I had been in the car for 11 hours, when I arrived in Pendleton, Indiana, and a run-down restaurant called Deb & Donna’s Diner was seeming like an appealing option. I began looking for a place to park. It wasn’t difficult. If I had been back in New York City, I would’ve been driving around one block for three hours before finding an acceptable spot. In case I haven’t made it clear enough, I’m from New York City. The car, a beat-up ‘60’s VW Beetle, I had borrowed from my sister who lives out on Long Island. Despite its age, it had gotten me this far. Obviously a masterpiece of engineering.
Why, you may wonder, was I in some unheard of town in Indiana in the first place? I can tell you why I wasn’t there: I didn’t know anyone there. No family or friends. The town had no tourist attractions whatsoever. It wasn’t recommended that I should pay a visit here, nor was it on my list of 100 places to see before I die.

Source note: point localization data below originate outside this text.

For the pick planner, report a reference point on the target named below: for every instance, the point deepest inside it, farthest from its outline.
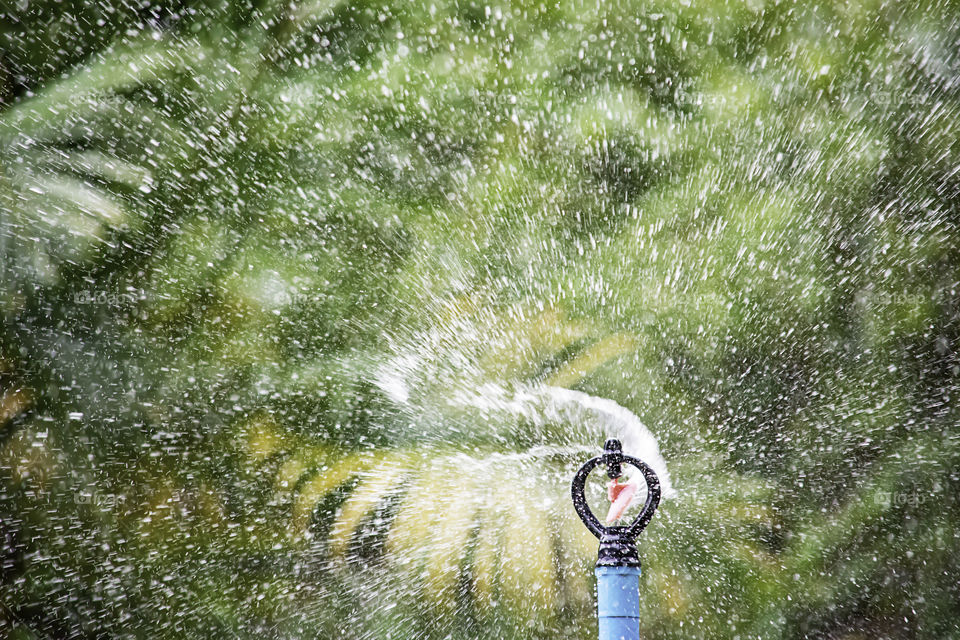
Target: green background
(222, 224)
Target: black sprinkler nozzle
(618, 544)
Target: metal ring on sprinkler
(618, 543)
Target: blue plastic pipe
(618, 602)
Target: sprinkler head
(618, 544)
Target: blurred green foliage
(217, 220)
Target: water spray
(618, 564)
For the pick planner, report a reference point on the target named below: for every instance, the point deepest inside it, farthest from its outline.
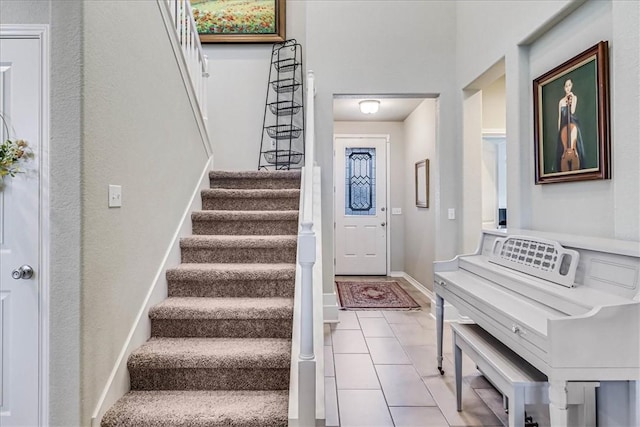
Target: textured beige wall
(494, 105)
(532, 38)
(421, 130)
(139, 131)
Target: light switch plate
(115, 196)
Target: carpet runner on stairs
(220, 346)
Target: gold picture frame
(240, 21)
(422, 183)
(571, 119)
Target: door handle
(25, 272)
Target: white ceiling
(391, 109)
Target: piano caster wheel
(528, 421)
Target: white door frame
(41, 32)
(388, 182)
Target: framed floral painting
(571, 119)
(240, 21)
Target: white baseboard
(330, 307)
(118, 382)
(450, 312)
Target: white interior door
(360, 203)
(20, 104)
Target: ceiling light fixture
(369, 106)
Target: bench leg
(439, 330)
(516, 408)
(558, 414)
(458, 368)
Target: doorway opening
(484, 156)
(409, 124)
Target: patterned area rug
(374, 296)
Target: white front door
(20, 105)
(361, 208)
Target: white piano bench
(516, 379)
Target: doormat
(374, 296)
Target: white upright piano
(569, 305)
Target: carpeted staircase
(220, 346)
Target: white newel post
(307, 259)
(307, 363)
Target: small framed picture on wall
(422, 183)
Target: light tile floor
(381, 370)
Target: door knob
(24, 272)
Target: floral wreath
(12, 153)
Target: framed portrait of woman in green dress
(571, 119)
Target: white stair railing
(193, 62)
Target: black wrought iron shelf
(282, 144)
(285, 85)
(286, 65)
(284, 108)
(283, 131)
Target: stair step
(255, 179)
(222, 317)
(253, 223)
(250, 200)
(189, 408)
(231, 280)
(211, 364)
(239, 249)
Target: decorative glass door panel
(360, 182)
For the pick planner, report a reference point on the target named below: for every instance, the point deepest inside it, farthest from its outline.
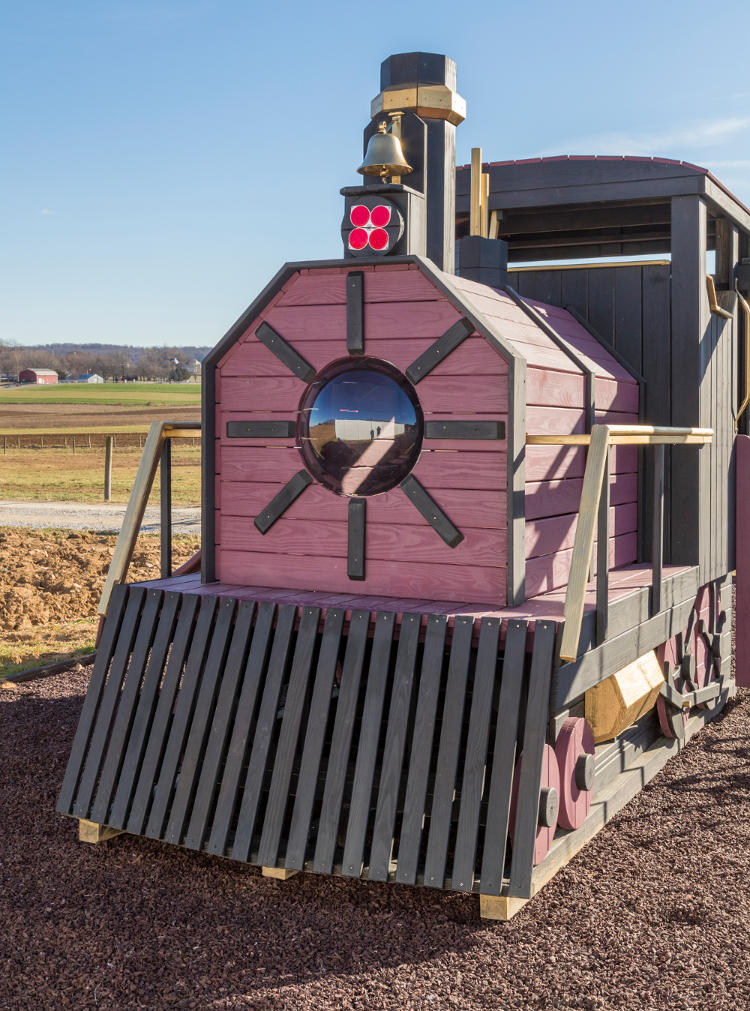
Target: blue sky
(161, 160)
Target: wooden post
(166, 509)
(108, 443)
(657, 535)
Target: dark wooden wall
(690, 378)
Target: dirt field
(652, 914)
(50, 587)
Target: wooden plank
(178, 728)
(393, 752)
(282, 500)
(264, 731)
(313, 741)
(357, 539)
(450, 740)
(118, 740)
(367, 745)
(152, 717)
(602, 557)
(286, 353)
(200, 723)
(341, 742)
(355, 312)
(472, 782)
(294, 707)
(439, 351)
(109, 699)
(87, 719)
(242, 733)
(431, 676)
(579, 565)
(527, 816)
(503, 758)
(221, 725)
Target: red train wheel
(549, 802)
(574, 752)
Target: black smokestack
(423, 86)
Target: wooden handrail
(601, 438)
(159, 435)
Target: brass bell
(384, 156)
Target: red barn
(38, 377)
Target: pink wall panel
(550, 571)
(389, 578)
(465, 508)
(405, 542)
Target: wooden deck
(629, 599)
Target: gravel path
(74, 516)
(653, 914)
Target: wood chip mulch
(654, 913)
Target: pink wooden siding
(306, 548)
(555, 405)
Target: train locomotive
(469, 535)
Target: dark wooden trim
(611, 349)
(357, 539)
(356, 312)
(439, 351)
(281, 501)
(285, 353)
(261, 430)
(464, 430)
(432, 512)
(535, 733)
(545, 327)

All I knew about Pendleton was that it had a population of 4,253. It had the single shortest Wikipedia entry I had ever seen. The last (and most likely only) interesting event that took place in Pendleton was the Fall Creek Massacre of 1824, when a group of white men murdered a peaceful group of Seneca Indians for no apparent reason. I only knew this much because of a plaque in the middle of town that cheerfully marked the spot of the murderers’ hanging.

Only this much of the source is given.